O investimento foi feito com a empresa avaliado em US$ 400 milhões, segundo os e-mails. Hoje, a Coinbase vale cerca de US$ 51 bilhões.
O aparente investimento inicial de Epstein na Coinbase também ocorreu mais de seis anos depois de Epstein ter sido condenado, em 2008, por um tribunal estadual da Flórida por aliciamento de menor para prostituição e pedido de prostituta. A partir de 2008, Epstein foi um criminoso sexual registrado.
Ehrsam e a Coinbase não responderam imediatamente aos pedidos de comentário da Decrypt sobre esta reportagem. Brad Stephens, Brock Pierce e a Blockchain Capital também não responderam imediatamente aos pedidos de comentário.
“Negócio premium do setor”
Ao considerar inicialmente se deveria investir na Coinbase em 2014, Epstein aparentemente contou com a experiência de Pierce e também com o aconselhamento do fundador do LinkedIn, Reid Hoffman.
Pierce chamou a rodada de captação de recursos de qual Epstein acabou participando de “o negócio mais premium do setor”.

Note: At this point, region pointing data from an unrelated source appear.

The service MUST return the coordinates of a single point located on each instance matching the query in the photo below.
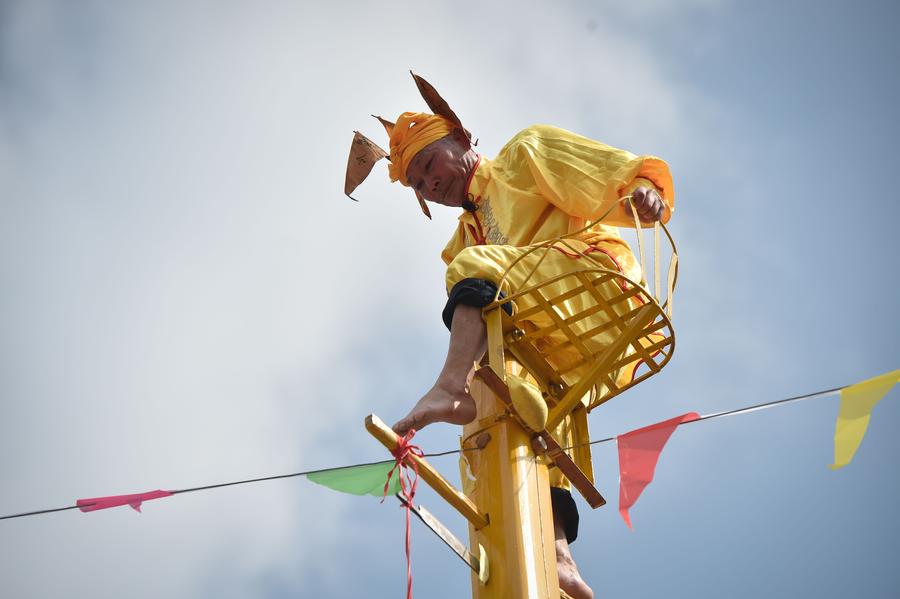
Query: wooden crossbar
(432, 477)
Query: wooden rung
(571, 470)
(432, 477)
(563, 461)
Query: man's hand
(649, 205)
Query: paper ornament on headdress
(364, 153)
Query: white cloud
(188, 282)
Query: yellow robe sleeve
(580, 176)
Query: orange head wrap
(412, 132)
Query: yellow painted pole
(513, 489)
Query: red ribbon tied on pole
(408, 484)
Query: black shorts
(564, 506)
(471, 292)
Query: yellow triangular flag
(857, 402)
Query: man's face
(439, 172)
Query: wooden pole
(512, 488)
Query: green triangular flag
(359, 480)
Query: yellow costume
(545, 183)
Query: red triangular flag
(134, 500)
(638, 453)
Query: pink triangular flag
(135, 500)
(638, 453)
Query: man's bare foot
(569, 579)
(438, 405)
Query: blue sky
(188, 298)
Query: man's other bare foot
(438, 405)
(569, 579)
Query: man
(544, 183)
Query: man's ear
(462, 139)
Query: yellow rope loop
(546, 246)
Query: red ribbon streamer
(407, 488)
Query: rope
(744, 410)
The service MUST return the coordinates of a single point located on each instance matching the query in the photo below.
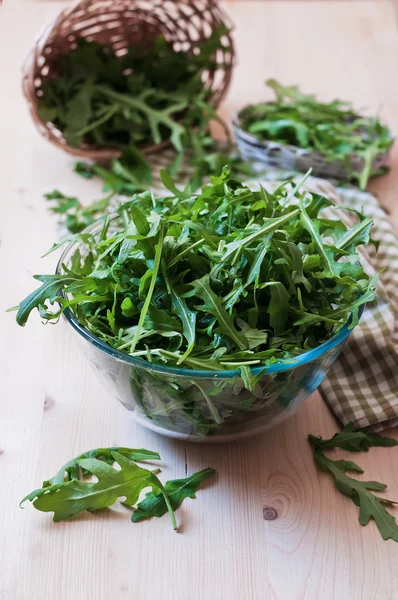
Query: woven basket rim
(30, 66)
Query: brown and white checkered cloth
(362, 385)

Quando Epstein entrou em contato com Hoffman questionando “o quão difícil” deveria negociar na rodada de financiamento da Coinbase, Hoffman respondeu que não conhecia muito bem os detalhes internos da empresa.
“Eu provavelmente não entraria”, escreveu Hoffman para Epstein. “Mas não posso estar atualizado sobre notícias interessantes.”
E-mails adicionais divulgados na sexta-feira revelaram que Epstein também investiu em outro gigante inicial do setor criptográfico, a Blockstream. O cofundador da Blockstream, Adam Back, um dos primeiros colaboradores do Bitcoin, compartilhou o investimento de 2014 em uma postagem no X no domingo.
Em 2018, Epstein vendeu metade de sua participação na Coinbase de volta para a Blockchain Capital, de acordo com outros e-mails.
Naquela época, a avaliação da Coinbase já havia avançado a casa dos bilhões. Epstein vendeu metade de seu investimento inicial de US$ 3 milhões para quase US$ 15 milhões e aparentemente manteve outra metade de sua participação. Menos de dois anos depois, o financista foi encontrado morto em uma cela de prisão em Manhattan enquanto aguardava julgamento por acusações de tráfico sexual.
* Traduzido e editado com autorização do Decrypt.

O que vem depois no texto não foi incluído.